I was looking at ConcatDataset too, but one of my question is does it support shuffle between datasets?

Let’s say I have 2 datasets, A, and B.

Can data be shuffled from A to B, and B to A? From the code (I don’t understand the code 100%), it seems that data within their own dataset are shuffled.

yes

shuffle was performed by dataloader.

Gotcha, I’ll try to use ConcatDataset.

Thanks for your help. Really appreciated your help!

So, does it mean I need to create a Dataset for every file in the directory? I have like 118 million train rows split in 3000 files.

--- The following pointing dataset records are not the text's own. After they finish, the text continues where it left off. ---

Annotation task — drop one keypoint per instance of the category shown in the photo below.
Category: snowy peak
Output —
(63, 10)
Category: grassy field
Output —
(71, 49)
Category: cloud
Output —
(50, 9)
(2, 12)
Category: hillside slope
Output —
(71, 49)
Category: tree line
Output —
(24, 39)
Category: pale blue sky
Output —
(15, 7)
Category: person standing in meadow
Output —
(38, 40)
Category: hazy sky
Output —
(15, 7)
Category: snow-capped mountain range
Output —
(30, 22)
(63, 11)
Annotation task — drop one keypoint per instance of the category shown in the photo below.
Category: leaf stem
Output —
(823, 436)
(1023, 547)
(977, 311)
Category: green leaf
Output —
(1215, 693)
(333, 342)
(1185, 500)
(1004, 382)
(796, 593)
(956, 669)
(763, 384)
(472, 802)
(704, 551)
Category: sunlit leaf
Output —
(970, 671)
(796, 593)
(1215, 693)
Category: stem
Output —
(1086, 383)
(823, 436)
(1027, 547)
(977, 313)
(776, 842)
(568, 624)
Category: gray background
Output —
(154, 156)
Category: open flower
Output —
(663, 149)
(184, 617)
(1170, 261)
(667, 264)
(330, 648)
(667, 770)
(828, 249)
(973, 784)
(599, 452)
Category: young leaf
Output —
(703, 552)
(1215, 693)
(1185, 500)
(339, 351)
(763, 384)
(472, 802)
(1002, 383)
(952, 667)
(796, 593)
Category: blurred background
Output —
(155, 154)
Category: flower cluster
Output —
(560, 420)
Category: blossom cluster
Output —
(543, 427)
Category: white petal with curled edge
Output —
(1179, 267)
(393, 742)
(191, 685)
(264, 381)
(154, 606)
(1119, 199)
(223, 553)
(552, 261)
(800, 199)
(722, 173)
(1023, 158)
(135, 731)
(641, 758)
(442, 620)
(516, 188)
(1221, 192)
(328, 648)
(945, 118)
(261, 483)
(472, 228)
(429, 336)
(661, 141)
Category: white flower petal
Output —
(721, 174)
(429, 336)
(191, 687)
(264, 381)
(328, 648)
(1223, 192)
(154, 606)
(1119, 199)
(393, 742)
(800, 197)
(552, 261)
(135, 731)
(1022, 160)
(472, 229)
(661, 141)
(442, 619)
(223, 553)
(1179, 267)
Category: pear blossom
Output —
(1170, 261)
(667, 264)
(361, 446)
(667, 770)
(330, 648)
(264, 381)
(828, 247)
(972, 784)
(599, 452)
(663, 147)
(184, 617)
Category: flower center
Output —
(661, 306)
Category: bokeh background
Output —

Assuming there are N rows in each file (which now is Dataset), will the ConcatDatastet read individual Datasets into memory?

1 Like

I created one dataset for each file, and if there’s only 3000 files then it isn’t that much to hold it inside an array (object that has a reference to).

If you wrote your DataSet with linecache, then it won’t read each file into memory.

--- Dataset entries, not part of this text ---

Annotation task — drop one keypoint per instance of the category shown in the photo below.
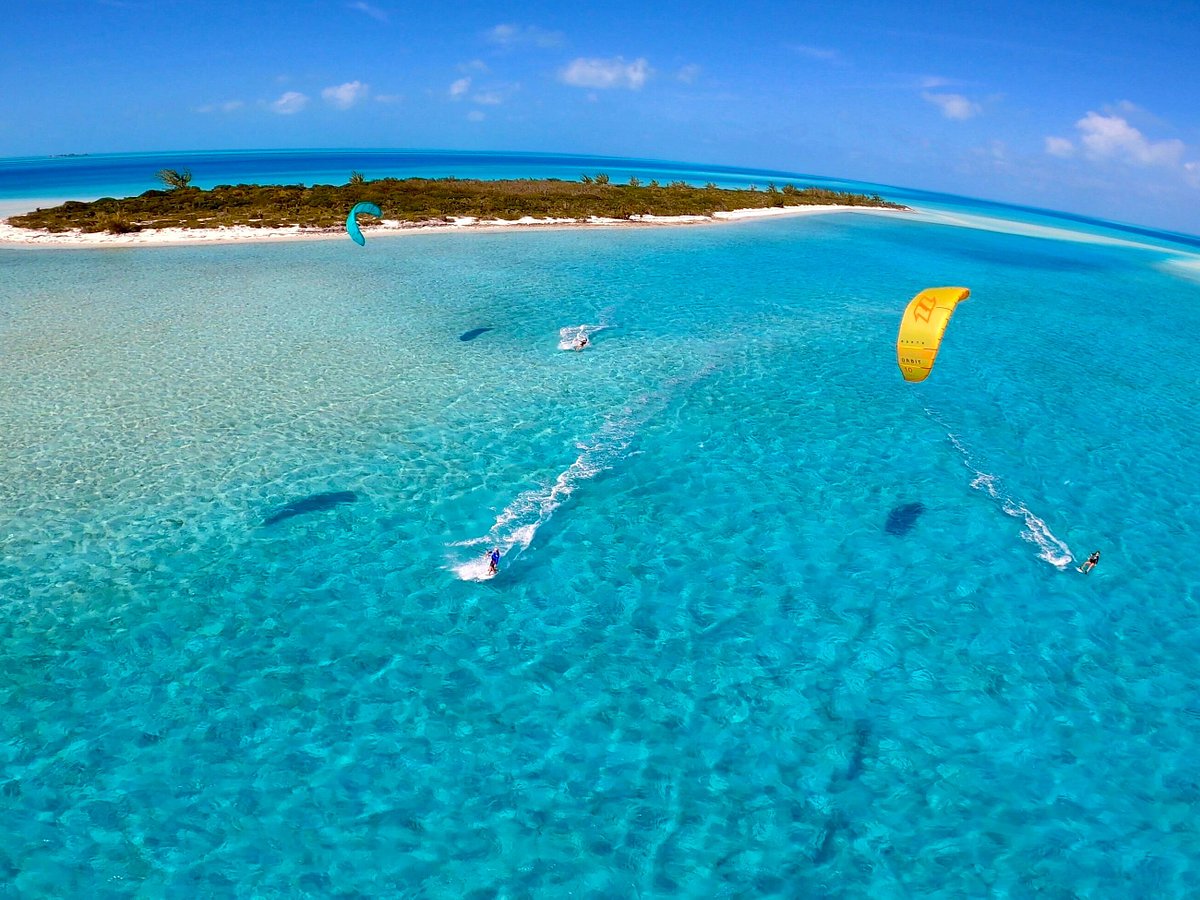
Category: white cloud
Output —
(289, 103)
(953, 106)
(606, 73)
(229, 106)
(1060, 147)
(372, 11)
(1110, 137)
(817, 53)
(343, 96)
(523, 36)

At least this is my observation after reading more files than my computer’s memory can support.

class LazyTextDataset(Dataset):
    def __init__(self, filename):
        self._filename = filename
        self._total_data = int(subprocess.check_output("wc -l " + filename, shell=True).split()[0]) - 1

    def __getitem__(self, idx):
        line = linecache.getline(self._filename, idx + 1)
        csv_line = csv.reader([line])
        return next(csv_line)
      
    def __len__(self):
        return self._total_data

path = /where_csv_files_are_dumped/
files = list(map(lambda x : path + x, (filter(lambda x : x.endswith("csv"), os.listdir(path)))))
datasets = list(map(lambda x : LazyTextDataset(x), files))
dataset = ConcatDataset(datasets)

This should work for multiple csv files where each row is represented by a training example.

2 Likes

I am going to be working with many files, that all can’t fit into memory at the same time.

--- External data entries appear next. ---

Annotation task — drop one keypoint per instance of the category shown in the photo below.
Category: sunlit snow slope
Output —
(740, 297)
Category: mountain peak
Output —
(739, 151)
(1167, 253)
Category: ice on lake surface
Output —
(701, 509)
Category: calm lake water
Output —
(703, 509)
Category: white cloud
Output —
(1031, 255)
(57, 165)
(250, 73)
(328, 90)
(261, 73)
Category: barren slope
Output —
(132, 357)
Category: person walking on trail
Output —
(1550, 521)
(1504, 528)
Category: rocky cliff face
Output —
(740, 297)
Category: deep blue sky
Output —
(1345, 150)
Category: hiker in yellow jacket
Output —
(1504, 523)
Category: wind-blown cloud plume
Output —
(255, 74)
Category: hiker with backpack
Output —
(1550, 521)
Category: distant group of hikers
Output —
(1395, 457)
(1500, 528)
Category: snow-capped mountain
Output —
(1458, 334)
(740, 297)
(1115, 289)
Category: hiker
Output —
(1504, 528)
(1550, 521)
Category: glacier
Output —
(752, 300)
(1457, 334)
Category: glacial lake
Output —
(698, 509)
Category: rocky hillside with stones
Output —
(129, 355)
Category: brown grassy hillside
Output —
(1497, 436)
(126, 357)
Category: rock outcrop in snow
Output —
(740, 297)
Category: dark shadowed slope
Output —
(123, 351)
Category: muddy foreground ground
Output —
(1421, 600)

Since the data is text that I would like to be loaded quickly, I was hoping to use ether pytorch.load/pickle files, or pandas/parquet files.

However, it looks like ConcatDatastet can’t work for my case, since there’s no way to load specific lines only, like with csv files and linecache.getline, so I’ll have to load all the files at once.

So now I’m thinking I’ll just load a fraction of the files, as much as will fit in memory, and do a ConcatDatastet for those files. Perhaps using pytorch multiprocessing to load those several files at once. And then use ConcatDatastet of that chunk.

I’ll probably have to code additional shuffling code for shuffling among the chunks.

Does this strategy sound like the best approach? Or are there some additional Pytorch tools that can help me around this?

Hey @Santosh-Gupta, if you’re looking for lazy loading for parquet files I’d recommend exploring https://github.com/vahidk/tfrecord or https://github.com/uber/petastorm.

  • TFRecord would require you to go from parquet to tfrecord.
  • Petastorm should work out of the box.
1 Like

Sorry !I’m new to pytorch.I want to check my guess is right.
while calling getitem in LazyTextDataset ,it will generate I/O one time.
For example, if my training dataset is 40000 ,it will generate I/O 40000 time.
Is it time-consuming job while we have to read training data?

I have been trying to use this method to go through my dataset of around one thousand csv files, each containing about 300k lines (one training sample per line).

This method leads to a slow buildup of CPU memory as I iterate through the batches until it crashes.

I have tried putting in linecache.clearcache() at the end of each batch but it isnt clearing up the memory.

Did you find a solution to this? It seems like exactly what I am trying to implement.